Typically you only need to download, build, and test the software, but the value to the project can be huge if you’re on an uncommon distribution or hardware. Just reporting back that the build and test works helps the project leaders know that the impending release is solid.

7. Fix a bug: This is usually where contributors wanting to get working on code start. It’s simple: Find an interesting-sounding bug in the ticket system and try to fix it in the code. Document the fix in the code if it’s appropriate.

It’s a good idea to add a test to the test suite to test the spot of code you fixed; some projects require bug fixes to include tests. Keep notes as you poke around this unfamiliar codebase. Even if you aren’t able to fix the bug, document in the ticket what you discovered as part of the fix attempt. What you find helps those who come after you.

8. Write a test: Most projects have a test suite that tests the code, but it’s hard to imagine a test suite that couldn’t have more tests added to it. Use a test coverage tool like gcov for C, or Devel::Cover for Perl to identify areas in the source code that aren’t tested by the test suite. Then, add a test to the suite to cover it.

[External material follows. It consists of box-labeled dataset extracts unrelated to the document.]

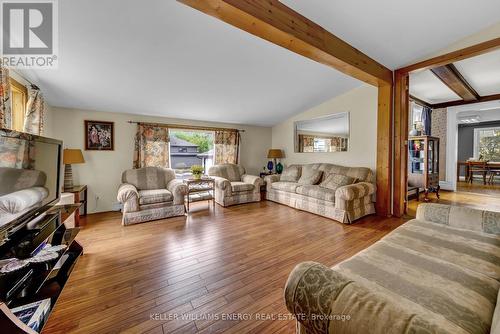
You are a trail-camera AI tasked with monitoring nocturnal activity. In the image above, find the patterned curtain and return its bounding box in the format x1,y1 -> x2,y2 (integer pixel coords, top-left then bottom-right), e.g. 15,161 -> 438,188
134,124 -> 170,168
0,64 -> 12,129
214,130 -> 240,165
23,88 -> 45,135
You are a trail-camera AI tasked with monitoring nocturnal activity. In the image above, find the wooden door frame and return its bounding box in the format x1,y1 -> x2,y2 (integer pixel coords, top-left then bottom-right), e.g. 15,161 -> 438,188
393,38 -> 500,217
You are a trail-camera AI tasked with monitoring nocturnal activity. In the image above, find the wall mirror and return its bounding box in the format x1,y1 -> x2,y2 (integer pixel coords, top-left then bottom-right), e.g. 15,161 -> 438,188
294,112 -> 350,153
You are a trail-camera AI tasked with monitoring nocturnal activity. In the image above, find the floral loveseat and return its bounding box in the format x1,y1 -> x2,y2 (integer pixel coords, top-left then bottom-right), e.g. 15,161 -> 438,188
285,204 -> 500,334
208,164 -> 264,206
264,163 -> 376,224
117,167 -> 187,225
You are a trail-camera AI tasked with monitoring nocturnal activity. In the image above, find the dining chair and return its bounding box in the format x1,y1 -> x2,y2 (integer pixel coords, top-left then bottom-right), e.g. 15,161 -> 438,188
467,161 -> 488,184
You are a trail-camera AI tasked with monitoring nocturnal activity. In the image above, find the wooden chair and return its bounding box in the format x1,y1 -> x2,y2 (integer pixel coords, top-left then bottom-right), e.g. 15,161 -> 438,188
488,169 -> 500,184
467,161 -> 488,184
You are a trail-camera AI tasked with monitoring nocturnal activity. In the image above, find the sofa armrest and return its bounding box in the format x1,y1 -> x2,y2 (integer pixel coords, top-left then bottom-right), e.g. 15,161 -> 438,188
264,174 -> 281,191
417,203 -> 500,235
116,183 -> 139,212
210,176 -> 233,196
167,179 -> 188,205
285,262 -> 426,334
335,182 -> 377,201
241,174 -> 264,192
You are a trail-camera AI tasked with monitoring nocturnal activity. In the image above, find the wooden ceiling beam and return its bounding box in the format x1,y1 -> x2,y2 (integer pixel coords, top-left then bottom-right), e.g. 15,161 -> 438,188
432,94 -> 500,109
431,64 -> 479,101
178,0 -> 392,87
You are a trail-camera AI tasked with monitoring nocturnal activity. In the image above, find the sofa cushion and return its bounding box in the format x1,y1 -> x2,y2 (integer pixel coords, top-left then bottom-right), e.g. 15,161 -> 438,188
298,166 -> 323,185
231,181 -> 255,193
139,189 -> 174,205
320,173 -> 356,190
295,185 -> 335,202
280,166 -> 302,182
271,181 -> 300,193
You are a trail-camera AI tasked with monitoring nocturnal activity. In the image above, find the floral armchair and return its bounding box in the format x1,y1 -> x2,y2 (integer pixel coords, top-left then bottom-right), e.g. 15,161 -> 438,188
117,167 -> 187,225
208,164 -> 264,206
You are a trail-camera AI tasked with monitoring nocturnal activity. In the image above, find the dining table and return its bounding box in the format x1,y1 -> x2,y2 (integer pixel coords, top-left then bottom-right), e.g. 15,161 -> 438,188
457,161 -> 500,184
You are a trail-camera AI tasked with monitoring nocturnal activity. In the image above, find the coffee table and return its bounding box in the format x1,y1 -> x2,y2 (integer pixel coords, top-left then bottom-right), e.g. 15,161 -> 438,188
183,177 -> 215,212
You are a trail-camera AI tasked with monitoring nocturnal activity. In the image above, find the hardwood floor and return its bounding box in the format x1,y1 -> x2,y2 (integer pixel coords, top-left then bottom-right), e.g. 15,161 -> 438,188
44,202 -> 405,334
408,182 -> 500,217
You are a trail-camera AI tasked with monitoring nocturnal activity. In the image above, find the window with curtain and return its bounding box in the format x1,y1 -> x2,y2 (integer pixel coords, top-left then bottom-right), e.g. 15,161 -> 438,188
474,127 -> 500,162
134,124 -> 170,168
214,130 -> 240,164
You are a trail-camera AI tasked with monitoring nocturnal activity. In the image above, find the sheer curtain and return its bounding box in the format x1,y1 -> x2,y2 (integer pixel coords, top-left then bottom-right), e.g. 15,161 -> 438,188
0,64 -> 12,129
214,130 -> 240,165
134,124 -> 170,168
24,87 -> 45,135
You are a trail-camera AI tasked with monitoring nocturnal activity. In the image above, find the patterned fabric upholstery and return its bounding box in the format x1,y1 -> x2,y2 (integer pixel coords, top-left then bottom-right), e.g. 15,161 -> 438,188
231,181 -> 255,193
297,166 -> 323,185
285,204 -> 500,334
269,181 -> 300,193
320,173 -> 356,190
280,166 -> 302,182
122,167 -> 175,190
208,164 -> 245,182
264,163 -> 376,224
295,185 -> 335,202
139,189 -> 174,205
208,164 -> 263,206
117,167 -> 187,225
417,203 -> 500,235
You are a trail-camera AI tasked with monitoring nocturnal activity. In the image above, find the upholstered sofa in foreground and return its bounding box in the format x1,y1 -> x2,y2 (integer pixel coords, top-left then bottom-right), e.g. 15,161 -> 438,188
117,167 -> 187,225
285,204 -> 500,334
264,163 -> 376,224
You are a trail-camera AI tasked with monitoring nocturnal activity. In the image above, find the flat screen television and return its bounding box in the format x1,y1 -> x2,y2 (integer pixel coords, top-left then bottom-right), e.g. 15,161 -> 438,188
0,129 -> 62,235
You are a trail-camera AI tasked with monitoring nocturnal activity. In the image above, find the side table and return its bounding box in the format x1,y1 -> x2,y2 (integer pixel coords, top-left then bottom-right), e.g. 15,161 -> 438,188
184,177 -> 215,212
63,185 -> 88,226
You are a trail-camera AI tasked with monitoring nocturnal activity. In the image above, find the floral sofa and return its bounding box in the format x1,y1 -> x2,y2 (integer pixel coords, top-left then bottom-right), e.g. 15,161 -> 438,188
208,163 -> 264,206
285,204 -> 500,334
117,167 -> 187,225
264,163 -> 376,224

9. Silence a compiler warning: The build process for many C-based projects often spew the odd compiler warning flag to the screen. These warnings are usually not indicators of a problem, but they can look like it. Having too many warnings can make the compiler sound like it’s crying wolf.

Check to see if the code could actually be hiding a bug. If not, modifying the source to silence helps to hide these false positives.


There are many ways to contribute to open source projects and we should never feel shy about what we can do. Maybe you don’t have a specific thing in mind but rather, would like to simply contribute.